Failure to Timely Report Allegations of Abuse and Neglect
Penalty
Summary
The facility failed to ensure that all alleged violations involving abuse, neglect, exploitation, or mistreatment were reported immediately to the administrator and to the State Survey Agency as required by state and federal regulations. In five separate cases, allegations of abuse or neglect were either not reported at all or not reported in a timely manner. These included incidents involving unwanted touching by a staff member, verbal and mental abuse, rough handling during care, and refusal to provide care. In each case, the facility's own policy required immediate reporting to the state agency, but this was not followed. One resident with mild cognitive impairment, anxiety, and depression reported that a nurse threw a pill in her mouth and made a derogatory comment, and later reported that a CNA caused a bruise by being rough during care.
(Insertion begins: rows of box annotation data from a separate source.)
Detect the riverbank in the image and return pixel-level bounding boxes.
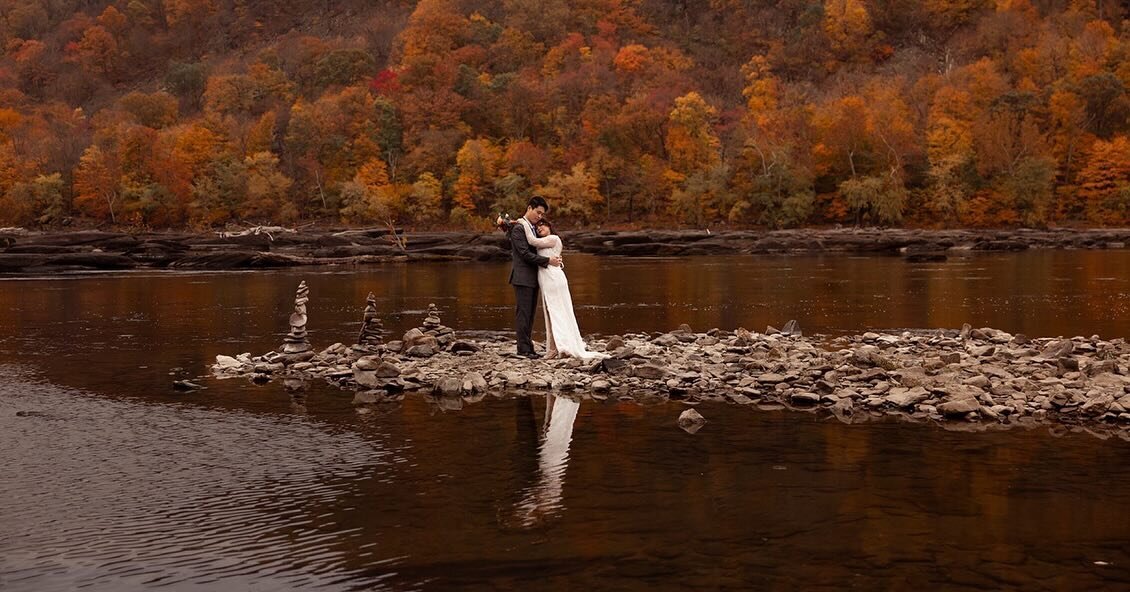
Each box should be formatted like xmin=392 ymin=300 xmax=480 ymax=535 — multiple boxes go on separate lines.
xmin=210 ymin=314 xmax=1130 ymax=439
xmin=0 ymin=228 xmax=1130 ymax=273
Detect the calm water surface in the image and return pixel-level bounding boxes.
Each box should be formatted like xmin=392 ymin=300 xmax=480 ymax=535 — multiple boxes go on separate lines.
xmin=0 ymin=251 xmax=1130 ymax=591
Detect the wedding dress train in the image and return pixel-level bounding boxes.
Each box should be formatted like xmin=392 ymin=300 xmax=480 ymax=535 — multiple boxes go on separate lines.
xmin=519 ymin=218 xmax=608 ymax=359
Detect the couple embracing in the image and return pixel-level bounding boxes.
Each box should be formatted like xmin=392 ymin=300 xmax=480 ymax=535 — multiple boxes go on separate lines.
xmin=498 ymin=195 xmax=605 ymax=359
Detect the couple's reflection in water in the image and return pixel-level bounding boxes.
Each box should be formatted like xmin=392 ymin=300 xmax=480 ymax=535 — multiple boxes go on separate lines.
xmin=514 ymin=394 xmax=581 ymax=529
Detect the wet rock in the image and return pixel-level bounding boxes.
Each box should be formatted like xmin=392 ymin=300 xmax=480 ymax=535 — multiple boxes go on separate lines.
xmin=600 ymin=358 xmax=632 ymax=375
xmin=678 ymin=409 xmax=706 ymax=434
xmin=1040 ymin=339 xmax=1075 ymax=359
xmin=373 ymin=362 xmax=400 ymax=378
xmin=789 ymin=391 xmax=820 ymax=406
xmin=434 ymin=377 xmax=463 ymax=397
xmin=463 ymin=372 xmax=487 ymax=393
xmin=215 ymin=356 xmax=243 ymax=371
xmin=651 ymin=333 xmax=679 ymax=347
xmin=353 ymin=357 xmax=381 ymax=371
xmin=353 ymin=390 xmax=384 ymax=406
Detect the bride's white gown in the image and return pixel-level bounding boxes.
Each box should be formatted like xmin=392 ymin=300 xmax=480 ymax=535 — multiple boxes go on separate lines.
xmin=519 ymin=218 xmax=608 ymax=359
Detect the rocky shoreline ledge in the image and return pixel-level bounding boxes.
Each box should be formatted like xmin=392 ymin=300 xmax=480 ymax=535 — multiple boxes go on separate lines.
xmin=0 ymin=227 xmax=1130 ymax=273
xmin=210 ymin=288 xmax=1130 ymax=431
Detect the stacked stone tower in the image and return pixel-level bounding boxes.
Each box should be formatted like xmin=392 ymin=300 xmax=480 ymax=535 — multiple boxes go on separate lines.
xmin=283 ymin=281 xmax=310 ymax=354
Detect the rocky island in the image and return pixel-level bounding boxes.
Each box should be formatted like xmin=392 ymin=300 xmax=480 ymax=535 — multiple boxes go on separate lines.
xmin=210 ymin=280 xmax=1130 ymax=438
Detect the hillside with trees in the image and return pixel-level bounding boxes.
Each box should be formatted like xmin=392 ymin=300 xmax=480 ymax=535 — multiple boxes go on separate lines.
xmin=0 ymin=0 xmax=1130 ymax=228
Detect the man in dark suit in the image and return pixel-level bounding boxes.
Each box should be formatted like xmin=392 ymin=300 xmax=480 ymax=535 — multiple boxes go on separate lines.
xmin=509 ymin=195 xmax=562 ymax=358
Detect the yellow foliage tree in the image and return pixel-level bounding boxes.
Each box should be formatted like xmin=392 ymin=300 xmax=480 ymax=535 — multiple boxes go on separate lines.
xmin=452 ymin=138 xmax=503 ymax=214
xmin=663 ymin=92 xmax=722 ymax=179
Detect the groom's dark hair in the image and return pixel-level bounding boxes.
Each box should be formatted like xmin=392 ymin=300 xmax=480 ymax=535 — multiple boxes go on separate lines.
xmin=525 ymin=195 xmax=549 ymax=211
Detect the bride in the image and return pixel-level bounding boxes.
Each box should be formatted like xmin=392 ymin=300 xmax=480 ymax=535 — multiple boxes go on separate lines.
xmin=518 ymin=218 xmax=608 ymax=359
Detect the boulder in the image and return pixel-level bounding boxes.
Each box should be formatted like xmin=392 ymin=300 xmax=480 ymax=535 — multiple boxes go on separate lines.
xmin=678 ymin=409 xmax=706 ymax=434
xmin=886 ymin=386 xmax=930 ymax=409
xmin=353 ymin=390 xmax=384 ymax=406
xmin=373 ymin=362 xmax=400 ymax=378
xmin=632 ymin=364 xmax=667 ymax=381
xmin=938 ymin=395 xmax=981 ymax=417
xmin=463 ymin=372 xmax=487 ymax=393
xmin=432 ymin=377 xmax=463 ymax=397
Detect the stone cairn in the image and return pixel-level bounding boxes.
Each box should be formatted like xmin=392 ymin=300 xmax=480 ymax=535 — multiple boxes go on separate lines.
xmin=420 ymin=304 xmax=455 ymax=347
xmin=283 ymin=281 xmax=310 ymax=354
xmin=357 ymin=291 xmax=384 ymax=347
xmin=400 ymin=304 xmax=455 ymax=358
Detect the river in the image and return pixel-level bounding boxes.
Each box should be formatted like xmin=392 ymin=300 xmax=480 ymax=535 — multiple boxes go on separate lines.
xmin=0 ymin=251 xmax=1130 ymax=592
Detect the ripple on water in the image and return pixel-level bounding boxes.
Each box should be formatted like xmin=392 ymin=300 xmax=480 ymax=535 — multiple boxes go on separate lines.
xmin=0 ymin=366 xmax=399 ymax=592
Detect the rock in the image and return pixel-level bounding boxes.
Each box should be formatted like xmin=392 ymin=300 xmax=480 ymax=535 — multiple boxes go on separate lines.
xmin=357 ymin=291 xmax=384 ymax=346
xmin=353 ymin=357 xmax=381 ymax=371
xmin=502 ymin=372 xmax=530 ymax=386
xmin=373 ymin=362 xmax=400 ymax=378
xmin=886 ymin=386 xmax=930 ymax=409
xmin=404 ymin=329 xmax=424 ymax=348
xmin=216 ymin=356 xmax=243 ymax=371
xmin=405 ymin=343 xmax=435 ymax=358
xmin=1079 ymin=391 xmax=1114 ymax=416
xmin=852 ymin=346 xmax=898 ymax=371
xmin=938 ymin=351 xmax=962 ymax=364
xmin=651 ymin=333 xmax=679 ymax=347
xmin=789 ymin=391 xmax=820 ymax=406
xmin=447 ymin=341 xmax=483 ymax=354
xmin=832 ymin=398 xmax=855 ymax=421
xmin=678 ymin=409 xmax=706 ymax=434
xmin=353 ymin=367 xmax=383 ymax=389
xmin=353 ymin=391 xmax=383 ymax=406
xmin=733 ymin=327 xmax=757 ymax=347
xmin=463 ymin=372 xmax=487 ymax=393
xmin=632 ymin=364 xmax=667 ymax=381
xmin=1040 ymin=339 xmax=1075 ymax=359
xmin=600 ymin=358 xmax=631 ymax=375
xmin=938 ymin=397 xmax=981 ymax=417
xmin=433 ymin=377 xmax=463 ymax=397
xmin=890 ymin=366 xmax=927 ymax=389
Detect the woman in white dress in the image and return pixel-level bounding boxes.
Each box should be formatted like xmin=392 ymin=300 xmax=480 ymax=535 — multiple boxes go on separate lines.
xmin=518 ymin=218 xmax=608 ymax=359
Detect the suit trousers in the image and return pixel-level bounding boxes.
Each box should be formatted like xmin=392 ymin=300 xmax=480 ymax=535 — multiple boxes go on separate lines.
xmin=514 ymin=286 xmax=538 ymax=354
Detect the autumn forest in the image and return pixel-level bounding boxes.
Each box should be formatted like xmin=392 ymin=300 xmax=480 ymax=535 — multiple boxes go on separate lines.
xmin=0 ymin=0 xmax=1130 ymax=229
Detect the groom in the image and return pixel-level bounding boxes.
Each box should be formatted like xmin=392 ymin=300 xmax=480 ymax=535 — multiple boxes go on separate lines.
xmin=509 ymin=195 xmax=562 ymax=359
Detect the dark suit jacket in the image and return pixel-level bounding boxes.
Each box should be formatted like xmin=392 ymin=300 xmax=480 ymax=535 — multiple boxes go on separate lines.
xmin=510 ymin=221 xmax=549 ymax=288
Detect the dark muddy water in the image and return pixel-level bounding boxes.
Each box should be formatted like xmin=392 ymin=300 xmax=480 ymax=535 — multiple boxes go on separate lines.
xmin=0 ymin=251 xmax=1130 ymax=592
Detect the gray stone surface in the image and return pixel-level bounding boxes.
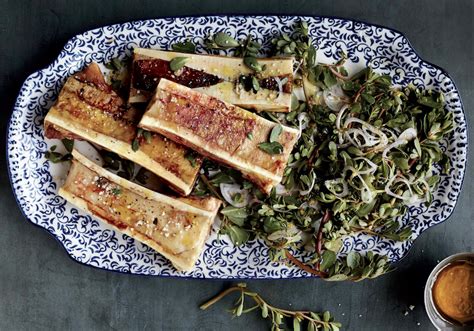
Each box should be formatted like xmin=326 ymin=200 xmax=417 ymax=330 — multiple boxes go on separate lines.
xmin=0 ymin=0 xmax=474 ymax=330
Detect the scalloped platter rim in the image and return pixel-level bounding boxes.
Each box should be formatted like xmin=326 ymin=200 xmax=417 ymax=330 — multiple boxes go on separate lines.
xmin=7 ymin=16 xmax=468 ymax=279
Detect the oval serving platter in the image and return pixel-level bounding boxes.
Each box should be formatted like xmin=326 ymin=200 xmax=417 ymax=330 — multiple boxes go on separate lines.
xmin=7 ymin=16 xmax=467 ymax=279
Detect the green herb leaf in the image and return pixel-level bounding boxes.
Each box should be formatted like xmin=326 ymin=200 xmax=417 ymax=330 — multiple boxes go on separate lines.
xmin=221 ymin=206 xmax=248 ymax=226
xmin=320 ymin=251 xmax=337 ymax=270
xmin=224 ymin=225 xmax=250 ymax=245
xmin=244 ymin=56 xmax=265 ymax=73
xmin=213 ymin=32 xmax=239 ymax=48
xmin=269 ymin=124 xmax=283 ymax=143
xmin=258 ymin=141 xmax=283 ymax=155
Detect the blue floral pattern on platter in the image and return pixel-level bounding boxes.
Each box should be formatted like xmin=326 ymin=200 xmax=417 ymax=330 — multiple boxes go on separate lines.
xmin=7 ymin=16 xmax=467 ymax=279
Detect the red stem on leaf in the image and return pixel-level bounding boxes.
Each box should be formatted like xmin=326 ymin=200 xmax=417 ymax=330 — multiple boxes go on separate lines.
xmin=285 ymin=251 xmax=327 ymax=278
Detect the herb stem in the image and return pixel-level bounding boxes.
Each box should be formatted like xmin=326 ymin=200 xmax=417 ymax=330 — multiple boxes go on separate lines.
xmin=285 ymin=251 xmax=327 ymax=278
xmin=316 ymin=209 xmax=331 ymax=254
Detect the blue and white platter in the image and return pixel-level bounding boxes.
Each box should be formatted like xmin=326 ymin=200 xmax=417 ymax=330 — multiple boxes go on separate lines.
xmin=7 ymin=16 xmax=467 ymax=279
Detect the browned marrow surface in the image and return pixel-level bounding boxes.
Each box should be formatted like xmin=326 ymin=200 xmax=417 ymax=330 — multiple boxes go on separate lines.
xmin=139 ymin=79 xmax=298 ymax=193
xmin=129 ymin=48 xmax=293 ymax=112
xmin=59 ymin=150 xmax=221 ymax=271
xmin=45 ymin=63 xmax=202 ymax=195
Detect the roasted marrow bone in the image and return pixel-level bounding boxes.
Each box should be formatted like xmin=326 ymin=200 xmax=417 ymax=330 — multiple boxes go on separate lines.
xmin=129 ymin=48 xmax=293 ymax=112
xmin=59 ymin=150 xmax=221 ymax=271
xmin=139 ymin=79 xmax=298 ymax=193
xmin=44 ymin=63 xmax=202 ymax=195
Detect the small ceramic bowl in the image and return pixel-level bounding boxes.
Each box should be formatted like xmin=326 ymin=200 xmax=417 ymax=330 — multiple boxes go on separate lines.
xmin=425 ymin=253 xmax=474 ymax=331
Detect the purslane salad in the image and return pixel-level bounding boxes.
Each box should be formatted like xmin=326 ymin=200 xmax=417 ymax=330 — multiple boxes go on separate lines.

Both incidents were documented as concerns but were not reported to the state agency as allegations of abuse. Another resident and her representative reported unwanted touching in the vaginal area by an LPN during a skin assessment, which made the resident uncomfortable and fearful. Despite the resident's request for a female caregiver and the clear policy on reporting such allegations, the incident was not reported to the state agency or law enforcement. Additional incidents included a CNA reporting that an RN yelled at a resident, pulled a blanket off without warning, and slammed doors, which was not reported as verbal or mental abuse. Another resident's representative reported that a staff member refused to assist with care, and a resident reported being handled roughly during evening care. In all these cases, staff and management acknowledged during interviews that these were allegations of abuse or neglect that should have been reported, but there was no evidence that the required reports were made to the state agency.